The important point here is that when somebody makes a comparison based upon measures of central tendency (e.g., the mean or median), or a specific point estimate (e.g., 40th percentile) it is important to ask what the dispersion of the distribution looks like. Averages are great summaries of data, but it is equally important to think about how the data are distributed when making comparisons.

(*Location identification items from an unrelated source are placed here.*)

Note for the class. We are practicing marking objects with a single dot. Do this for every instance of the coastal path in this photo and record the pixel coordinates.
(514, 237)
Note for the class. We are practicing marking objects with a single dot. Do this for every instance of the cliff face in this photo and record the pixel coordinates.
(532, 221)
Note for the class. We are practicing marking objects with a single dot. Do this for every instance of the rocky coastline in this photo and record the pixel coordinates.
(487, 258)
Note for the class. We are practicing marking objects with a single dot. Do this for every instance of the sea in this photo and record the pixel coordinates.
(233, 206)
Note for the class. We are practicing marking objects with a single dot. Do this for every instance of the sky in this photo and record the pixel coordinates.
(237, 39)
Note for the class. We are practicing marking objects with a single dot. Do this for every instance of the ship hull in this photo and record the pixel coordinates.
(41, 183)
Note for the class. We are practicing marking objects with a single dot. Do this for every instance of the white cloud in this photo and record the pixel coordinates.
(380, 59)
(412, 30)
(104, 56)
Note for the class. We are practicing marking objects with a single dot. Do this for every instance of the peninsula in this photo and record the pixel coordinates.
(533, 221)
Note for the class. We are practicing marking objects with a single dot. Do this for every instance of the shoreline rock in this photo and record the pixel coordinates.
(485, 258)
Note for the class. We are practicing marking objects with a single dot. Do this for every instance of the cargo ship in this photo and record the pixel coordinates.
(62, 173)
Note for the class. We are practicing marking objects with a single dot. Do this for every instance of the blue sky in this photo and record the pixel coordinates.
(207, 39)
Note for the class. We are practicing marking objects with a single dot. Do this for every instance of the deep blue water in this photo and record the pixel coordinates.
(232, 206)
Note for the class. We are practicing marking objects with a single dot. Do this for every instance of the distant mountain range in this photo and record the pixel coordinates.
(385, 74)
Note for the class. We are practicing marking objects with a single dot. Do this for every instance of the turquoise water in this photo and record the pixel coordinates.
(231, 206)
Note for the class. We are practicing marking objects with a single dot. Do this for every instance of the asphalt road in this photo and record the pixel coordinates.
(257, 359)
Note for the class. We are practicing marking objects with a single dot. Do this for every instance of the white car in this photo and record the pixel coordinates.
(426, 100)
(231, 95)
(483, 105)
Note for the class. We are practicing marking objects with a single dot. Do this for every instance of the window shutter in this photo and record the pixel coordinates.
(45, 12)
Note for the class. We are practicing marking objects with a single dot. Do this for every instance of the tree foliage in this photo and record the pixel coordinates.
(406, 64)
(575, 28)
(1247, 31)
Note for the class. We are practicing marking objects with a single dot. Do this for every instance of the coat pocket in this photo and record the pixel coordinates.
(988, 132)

Learn to live with randomness
Life is filled with random variation. Oftentimes we attribute extreme events to processes that are very common or ongoing and think that the latter cause the former. When making comparisons of a single event relative to long-term trends, we need to take into account the normal variation that occurs in data.
Take tornadoes for instance. The year 2011 was a particularly bad year for tornadoes with over 80 category F3 (strong-to-violent) incidents being recorded, with some highly deadly and destructive ones making news. Such devastation makes for scary headlines and helps activists raise calls to action. Not surprisingly, arguments appeared linking increased carbon emissions and climate change to the increase in tornadoes.
Alas, North America experienced a significantly lower rate of severe tornadoes, and tornadoes overall, in the subsequent years (with 2018 being on pace for one of the quietest seasons in decades). If there was an obvious causal connection between steadily-increasing atmospheric carbon, climate change, and tornadoes, we would expect to see a similar upward trend in tornadoes over time. Data from NOAA going back to the 1950s show no trend in increased or decreased tornado activity, but merely a great deal of random variation.
Yes, 2011’s tornado season was a “rare” event, but rare events do happen, albeit rarely. A once-in-a- century storm can be expected to occur (roughly) once or twice every century. Attributing a single “record-breaking” day or season to a long-standing pattern is a poor way to argue, particularly if there is a high degree of random variability in the data.
This is not to say that climate change is irrelevant to long-term weather patterns; it may well be. The broader point is that arguments that blame episodic, “freak” events on long-term trends need to be approached cautiously. If over the course of twenty years we see ten or fifteen “once-in-a- century” storms, then it is time to worry and think more deeply about what’s causing this.
A simple solution for poor comparisons
I have pointed to two common comparative problems that occur in everyday argumentation. Is there any quick fix to avoiding such errors in analysis? The answer is, yes. The easiest solution is one that involves a simple question and a bit of intellectual creativity.
Whenever confronted with a data-based argument, it is important always to ask the simple question: Compared to what?
The next step is to imagine all the possible bases for comparing the data. Are we comparing averages when we should be comparing variances? Does our comparison account for random variation in the data? Are we overlooking evidence that is difficult to see, but still may be important? And are we making a comparison against a standard that can never be met instead of a trend that may be improving?
Having these questions in one’s intellectual toolbox will improve the quality of discussion and will improve your thinking in the process. In the final analysis, the best way to get to a solid answer is to ask the right questions.